I need implementation of PCA in Java. I am interested in finding something that's well documented, practical and easy to use. Any recommendations?
There are now a number of Principal Component Analysis implementations for Java.
Apache Spark: https://spark.apache.org/docs/2.1.0/mllib-dimensionality-reduction.html#principal-component-analysis-pca
SparkConf conf = new SparkConf().setAppName("PCAExample").setMaster("local");
try (JavaSparkContext sc = new JavaSparkContext(conf)) {
//Create points as Spark Vectors
List<Vector> vectors = Arrays.asList(
Vectors.dense( -1.0, -1.0 ),
Vectors.dense( -1.0, 1.0 ),
Vectors.dense( 1.0, 1.0 ));
//Create Spark MLLib RDD
JavaRDD<Vector> distData = sc.parallelize(vectors);
RDD<Vector> vectorRDD = distData.rdd();
//Execute PCA Projection to 2 dimensions
PCA pca = new PCA(2);
PCAModel pcaModel = pca.fit(vectorRDD);
Matrix matrix = pcaModel.pc();
}
//Create points as NDArray instances
List<INDArray> ndArrays = Arrays.asList(
new NDArray(new float [] {-1.0F, -1.0F}),
new NDArray(new float [] {-1.0F, 1.0F}),
new NDArray(new float [] {1.0F, 1.0F}));
//Create matrix of points (rows are observations; columns are features)

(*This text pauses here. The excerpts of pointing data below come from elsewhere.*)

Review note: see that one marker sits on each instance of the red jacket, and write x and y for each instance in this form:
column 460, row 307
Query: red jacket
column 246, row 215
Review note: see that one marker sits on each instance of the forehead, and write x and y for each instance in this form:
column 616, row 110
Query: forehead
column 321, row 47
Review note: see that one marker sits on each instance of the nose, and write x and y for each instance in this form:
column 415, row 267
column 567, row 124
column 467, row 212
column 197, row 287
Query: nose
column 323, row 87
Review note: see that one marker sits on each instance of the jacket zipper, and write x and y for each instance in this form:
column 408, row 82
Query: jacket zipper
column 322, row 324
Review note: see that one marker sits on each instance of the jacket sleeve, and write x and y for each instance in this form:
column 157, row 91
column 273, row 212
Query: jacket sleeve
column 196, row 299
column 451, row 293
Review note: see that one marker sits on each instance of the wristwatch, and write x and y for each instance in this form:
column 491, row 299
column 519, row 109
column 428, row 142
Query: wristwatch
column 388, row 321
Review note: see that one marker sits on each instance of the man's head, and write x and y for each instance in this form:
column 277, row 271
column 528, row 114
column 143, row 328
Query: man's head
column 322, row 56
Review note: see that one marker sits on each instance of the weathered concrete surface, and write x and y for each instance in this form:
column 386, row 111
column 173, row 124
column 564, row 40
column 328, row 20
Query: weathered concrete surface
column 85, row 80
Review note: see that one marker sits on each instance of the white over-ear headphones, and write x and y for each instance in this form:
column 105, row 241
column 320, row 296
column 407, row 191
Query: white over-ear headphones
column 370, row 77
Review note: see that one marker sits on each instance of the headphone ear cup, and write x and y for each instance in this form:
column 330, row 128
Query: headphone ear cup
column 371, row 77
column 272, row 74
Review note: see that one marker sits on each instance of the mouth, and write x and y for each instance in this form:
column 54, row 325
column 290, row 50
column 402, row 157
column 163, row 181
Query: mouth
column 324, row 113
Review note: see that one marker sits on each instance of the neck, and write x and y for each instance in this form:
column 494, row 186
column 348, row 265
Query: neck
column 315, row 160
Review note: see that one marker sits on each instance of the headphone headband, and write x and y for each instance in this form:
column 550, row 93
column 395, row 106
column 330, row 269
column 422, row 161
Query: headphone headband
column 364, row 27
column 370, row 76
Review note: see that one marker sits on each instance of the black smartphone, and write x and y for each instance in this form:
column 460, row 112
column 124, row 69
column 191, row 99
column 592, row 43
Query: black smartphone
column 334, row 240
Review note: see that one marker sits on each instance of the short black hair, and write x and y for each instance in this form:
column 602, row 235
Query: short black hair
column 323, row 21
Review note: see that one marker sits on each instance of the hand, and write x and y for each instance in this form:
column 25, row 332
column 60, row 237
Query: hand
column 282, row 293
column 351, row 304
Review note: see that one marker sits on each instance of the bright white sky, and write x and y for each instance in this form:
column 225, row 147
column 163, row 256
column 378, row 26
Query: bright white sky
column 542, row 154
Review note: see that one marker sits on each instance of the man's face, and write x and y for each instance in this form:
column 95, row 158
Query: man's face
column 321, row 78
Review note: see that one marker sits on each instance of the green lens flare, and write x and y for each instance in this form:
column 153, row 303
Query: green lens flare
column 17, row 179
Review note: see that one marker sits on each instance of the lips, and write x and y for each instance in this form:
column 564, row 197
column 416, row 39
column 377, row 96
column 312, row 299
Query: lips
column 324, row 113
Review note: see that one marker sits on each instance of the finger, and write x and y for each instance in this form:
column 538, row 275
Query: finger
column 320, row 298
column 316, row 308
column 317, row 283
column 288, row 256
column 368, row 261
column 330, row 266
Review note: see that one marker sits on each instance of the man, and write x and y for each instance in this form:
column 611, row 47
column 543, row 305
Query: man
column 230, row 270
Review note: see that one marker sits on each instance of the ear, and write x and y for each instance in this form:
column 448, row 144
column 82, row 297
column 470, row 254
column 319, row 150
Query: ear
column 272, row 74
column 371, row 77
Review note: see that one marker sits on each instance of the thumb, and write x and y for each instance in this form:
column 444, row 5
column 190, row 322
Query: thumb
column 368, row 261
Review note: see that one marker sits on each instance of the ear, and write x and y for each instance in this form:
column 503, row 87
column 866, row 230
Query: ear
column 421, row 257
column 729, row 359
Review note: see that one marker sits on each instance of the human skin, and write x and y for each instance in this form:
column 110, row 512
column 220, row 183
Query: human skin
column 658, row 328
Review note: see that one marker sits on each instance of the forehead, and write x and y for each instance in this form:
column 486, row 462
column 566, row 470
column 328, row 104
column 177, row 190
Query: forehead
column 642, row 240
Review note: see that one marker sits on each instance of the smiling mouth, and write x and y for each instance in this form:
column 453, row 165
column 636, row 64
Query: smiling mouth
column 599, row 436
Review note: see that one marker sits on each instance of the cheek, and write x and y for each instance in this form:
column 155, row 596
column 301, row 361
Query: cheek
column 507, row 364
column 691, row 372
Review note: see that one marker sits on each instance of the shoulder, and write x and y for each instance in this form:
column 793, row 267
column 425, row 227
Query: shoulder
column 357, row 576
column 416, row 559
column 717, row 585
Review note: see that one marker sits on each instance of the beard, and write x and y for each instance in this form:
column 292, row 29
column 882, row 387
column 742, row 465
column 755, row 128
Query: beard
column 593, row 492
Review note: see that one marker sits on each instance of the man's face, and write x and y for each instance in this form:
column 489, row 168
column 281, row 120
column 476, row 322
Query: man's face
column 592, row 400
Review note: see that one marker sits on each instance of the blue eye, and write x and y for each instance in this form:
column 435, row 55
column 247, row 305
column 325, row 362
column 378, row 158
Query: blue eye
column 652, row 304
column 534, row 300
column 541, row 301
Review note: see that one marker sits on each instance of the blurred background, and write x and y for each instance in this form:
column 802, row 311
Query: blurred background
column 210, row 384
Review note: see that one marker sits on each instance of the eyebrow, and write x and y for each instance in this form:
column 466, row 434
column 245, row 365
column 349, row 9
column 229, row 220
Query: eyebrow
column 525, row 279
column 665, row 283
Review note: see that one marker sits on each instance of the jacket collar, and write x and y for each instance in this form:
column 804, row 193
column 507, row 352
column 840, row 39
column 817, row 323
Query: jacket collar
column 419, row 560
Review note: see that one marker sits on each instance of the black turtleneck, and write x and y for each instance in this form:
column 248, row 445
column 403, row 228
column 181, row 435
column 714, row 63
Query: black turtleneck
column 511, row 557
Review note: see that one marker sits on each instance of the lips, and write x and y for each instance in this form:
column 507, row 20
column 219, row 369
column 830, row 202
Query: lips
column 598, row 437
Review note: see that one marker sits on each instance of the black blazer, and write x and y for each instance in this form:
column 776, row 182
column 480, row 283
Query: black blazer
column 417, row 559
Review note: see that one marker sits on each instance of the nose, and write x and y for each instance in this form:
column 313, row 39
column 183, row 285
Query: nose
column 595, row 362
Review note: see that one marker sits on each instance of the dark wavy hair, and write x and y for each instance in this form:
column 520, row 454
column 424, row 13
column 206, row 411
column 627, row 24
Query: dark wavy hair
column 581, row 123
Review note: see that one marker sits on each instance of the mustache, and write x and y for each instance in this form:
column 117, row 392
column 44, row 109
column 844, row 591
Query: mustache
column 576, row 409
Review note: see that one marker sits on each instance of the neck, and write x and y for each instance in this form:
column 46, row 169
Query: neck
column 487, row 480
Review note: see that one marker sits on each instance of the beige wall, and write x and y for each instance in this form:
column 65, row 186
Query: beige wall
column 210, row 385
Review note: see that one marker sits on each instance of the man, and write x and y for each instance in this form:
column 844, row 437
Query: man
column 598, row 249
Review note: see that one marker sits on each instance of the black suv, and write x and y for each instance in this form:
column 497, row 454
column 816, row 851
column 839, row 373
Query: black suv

INDArray matrix = new NDArray(ndArrays, new int [] {3,2});
//Execute PCA - again to 2 dimensions
INDArray factors = PCA.pca_factor(matrix, 2, false);
Apache Commons Math (single threaded; no framework)
//create points in a double array
double[][] pointsArray = new double[][] {
new double[] { -1.0, -1.0 },
new double[] { -1.0, 1.0 },
new double[] { 1.0, 1.0 } };
//create real matrix
RealMatrix realMatrix = MatrixUtils.createRealMatrix(pointsArray);
//create covariance matrix of points, then find eigen vectors
//see https://stats.stackexchange.com/questions/2691/making-sense-of-principal-component-analysis-eigenvectors-eigenvalues
Covariance covariance = new Covariance(realMatrix);
RealMatrix covarianceMatrix = covariance.getCovarianceMatrix();
EigenDecomposition ed = new EigenDecomposition(covarianceMatrix);
Note, Singular Value Decomposition, which can also be used to find Principal Components, has equivalent implementations.